I picked up the nearest competitors to Slay the Spire: Monster Slayers and Dream Quest. If you were to put them on a spectrum from “roguelike” to “deckbuilder,” Dream Quest seems clearly the most roguelike, Slay the Spire the most of a deckbuilder. Hearthstone’s dungeon run stands beside them as a mess of randomness that has elements of the two genres without doing much coherent. I am setting it aside for this discussion.
The frustrating thing about these two other games is the need to grind to unlock things. There are unlocks in Slay the Spire, but not just 6 for each class, and they are not necessary to beat the game. Monster Slayers and Dream Quest both have many unlocks, and you need to grind to have a chance at the later maps. A skilled player could sit down to a fresh install of Slay the Spire and beat it. I do not think that is mathematically possible with Dream Quest or Monster Slayers. There are just too many upgrades that you unlock.
Dream Quest was not a lot of fun, so I set it aside after what seemed like a fair test. Bonus points for having poor stick figure graphics that show what West of Loathing is doing the right way.
Monster Slayers is a better game, but it lacks an enjoyable beginning, middle, and end. If you have not completed enough unlocks, you cannot reach the end. If you have enough upgrades to reach the end, the beginning is trivial. It shows growth across runs, but within a run, the first half or so is of trivial difficulty, and you are just seeing how your deckbuilding options fall out. I am interested in seeing how the lategame looks now that I have enough grinding under my belt to get to it. At least the grinding is once overall then once per class, rather than needing to be repeated per class. Most of the upgrades are shared across classes.

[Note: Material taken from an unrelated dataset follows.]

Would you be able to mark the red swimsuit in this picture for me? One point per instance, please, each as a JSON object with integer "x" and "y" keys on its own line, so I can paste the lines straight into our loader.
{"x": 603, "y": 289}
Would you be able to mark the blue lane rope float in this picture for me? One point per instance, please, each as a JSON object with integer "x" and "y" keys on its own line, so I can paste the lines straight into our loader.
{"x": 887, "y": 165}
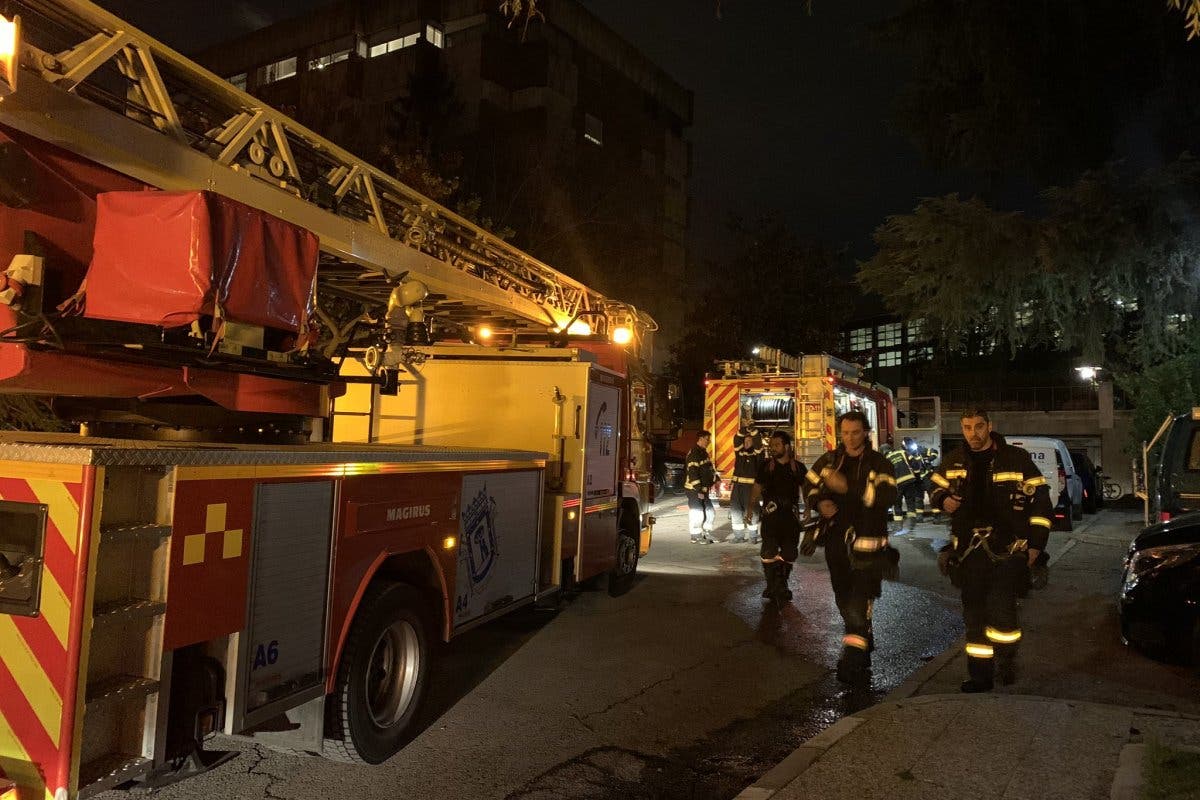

Of the four implementations I have tried, I favor Slay the Spire. Please mention if you have seen other variations on this theme or deckbuilding games making use of the options that computers bring.
: Zubon
Dream Quest, for what it’s worth, is a port of an iOS game that launched in 2014. I’m not sure it stands up well against modern competition on the PC, but it was one of the better roguelike experiences on its platform, at the time.
The one I’ve been enjoying the most is Nowhere Prophet, still in early access. It melds the deck-building with a FTL-ish resource management overworld sections, and the combat has some mild tactics elements. There’s also a lot more deck building since your cards can die permanently during battle.
The post-apoc theme is also pretty sweet. I think you’d really enjoy this one!